Fiber (or dietary fiber) is an excellent carb to add to your diet. They help manage blood sugar and even lower your risk for heart disease. Things with these traits, such as plant-based foods, including fruit, vegetables, and intact grains and nuts, help clean the body out of the bad stuff and keep you feeling full and less likely to seek out sugary snacks. This is perfect for both beginner recreational runners and the hardcore, PR-crushing runners alike.”


“Being a new runner can be tricky. Maybe you were a former runner that used to run with ease. But with time, injuries, and life it is now difficult. Or maybe you’ve never run a day in your life, and it’s time to start. Either way, take it slow. Identify the type of running you would like to participate in—short sprints, long relaxing runs, or maybe ultramarathon.

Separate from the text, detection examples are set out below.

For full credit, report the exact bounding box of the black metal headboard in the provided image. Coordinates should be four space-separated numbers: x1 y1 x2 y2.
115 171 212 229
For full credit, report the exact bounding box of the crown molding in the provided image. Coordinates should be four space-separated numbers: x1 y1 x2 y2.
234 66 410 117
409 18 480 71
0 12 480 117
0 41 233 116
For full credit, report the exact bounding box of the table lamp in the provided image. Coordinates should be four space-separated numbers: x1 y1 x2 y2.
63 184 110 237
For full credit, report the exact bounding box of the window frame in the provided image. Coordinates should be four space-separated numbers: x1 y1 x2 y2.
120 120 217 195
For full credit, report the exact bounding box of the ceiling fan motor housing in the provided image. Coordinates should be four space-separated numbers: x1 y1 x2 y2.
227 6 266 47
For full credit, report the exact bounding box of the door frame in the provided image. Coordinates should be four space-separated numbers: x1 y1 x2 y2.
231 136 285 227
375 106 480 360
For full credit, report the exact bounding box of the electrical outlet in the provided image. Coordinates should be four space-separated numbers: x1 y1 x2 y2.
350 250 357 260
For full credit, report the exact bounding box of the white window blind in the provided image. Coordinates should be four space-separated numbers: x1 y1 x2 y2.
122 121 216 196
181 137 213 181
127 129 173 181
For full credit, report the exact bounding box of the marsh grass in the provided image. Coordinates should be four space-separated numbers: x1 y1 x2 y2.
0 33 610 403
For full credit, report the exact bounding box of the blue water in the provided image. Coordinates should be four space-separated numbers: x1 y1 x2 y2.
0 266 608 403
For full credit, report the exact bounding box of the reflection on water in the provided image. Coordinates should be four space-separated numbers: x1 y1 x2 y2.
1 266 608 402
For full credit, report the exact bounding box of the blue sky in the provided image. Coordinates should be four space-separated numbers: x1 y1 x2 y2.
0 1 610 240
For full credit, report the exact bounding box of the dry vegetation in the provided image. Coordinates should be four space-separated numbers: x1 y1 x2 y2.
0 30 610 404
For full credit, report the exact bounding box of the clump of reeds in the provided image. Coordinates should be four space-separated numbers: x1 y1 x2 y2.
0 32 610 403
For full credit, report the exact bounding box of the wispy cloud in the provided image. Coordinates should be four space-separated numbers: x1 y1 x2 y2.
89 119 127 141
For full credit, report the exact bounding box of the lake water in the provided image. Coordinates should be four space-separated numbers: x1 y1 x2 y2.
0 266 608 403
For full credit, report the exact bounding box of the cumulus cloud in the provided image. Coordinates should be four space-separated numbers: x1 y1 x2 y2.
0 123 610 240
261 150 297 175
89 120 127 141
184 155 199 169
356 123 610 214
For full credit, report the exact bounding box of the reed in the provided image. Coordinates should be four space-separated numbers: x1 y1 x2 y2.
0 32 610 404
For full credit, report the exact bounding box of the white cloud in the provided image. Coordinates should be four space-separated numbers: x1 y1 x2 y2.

  1. Start out simple. Day 1: Stretch, and stretch some more, and when you’re done with that, stretch again! You’re not 9-years-old anymore, and your body isn’t going to like the rapid change in identity.

    Go out or inside for a run. Again, start a simple start with a jog for 2 minutes. Don’t measure yourself in distance. If 2 minutes seems too easy, you’re probably right, but take it as a victory. Be proud of what you just accomplished, and then, well, stretch again.

    Plan out a running schedule. Make it a habit at the same time each day if possible. Work your way up from your 2-minute run to a 10-minute run. Don’t chase miles, just run 10 minutes. Eventually, you will make it a 10-minute mile pace, which is pretty average for most 5k-pace recreational runners, and you can start to chase times a bit—but not in the first week.

    Make sure to listen to your body. If something hurts, listen to it and back off. No Olympic medals were won on day one of working out.
  2. Have proper running shoes. Just because the shoe looks cool or the pros wear it doesn’t mean it’s right for you! Get fitted for a proper running shoe that’s best suited for your stride, gate, and body weight. Know if you pronate or supernate, and that your shoe is wide enough for your foot. Don’t be afraid to size up half a size as feet tend to swell and expand while running.”
  3. Listen to your mom. “You go to school to learn, not for a fashion show.” Luckily for us, running gear comes in some pretty cool looks these days, and with athleisure becoming a mainstream trend, your Hoka running shoes are the new Prada bags of the world. But seriously, have the right running gear. If it’s cold in your climate, buy things that make running fun. Lightweight, durable, cold-weather gear gets better every year, and often you get what you pay for in the running world. Make sure your clothing doesn’t leave you feeling awful, chafed, cold, or overheated. If you don’t enjoy the run, you’re not going to finish or stay with it.
  4. Find a running community. Just like long car rides, running is more fun with friends. People who keep you accountable and showing up. It’s also nice to have someone to discuss your new hobby with and geek out about the latest running tech you’re about to start accumulating in otherworldly amounts.
  5. Be your own biggest fan. Don’t get down on yourself if one day of running or week one of running isn’t as good as you expected. As Olympic runner Alexi Pappas described in her book Bravey: Chasing Dreams, Befriending Pain, and Other Big Ideas, the rule of thumb is 1/3 of your workouts will be great, 1/3 will be average, and 1/3 will be hard (or complete garbage). You’re never going to be completely happy with how you run, but you should often take a step back and remind yourself of where you started. Review your running logs and post your PRs and medals to social media. Create a medal and race bib wall (if your wife will let you). Take time to stop and take in the achievements of each accomplishment you have in your newfound running career. If you haven’t yet, sign up for a race, plan a trip around a race, or go to a track meet. Be inspired by running and celebrate the fact that you are now part of the running community.



Editor’s note: this interview has been edited for clarity.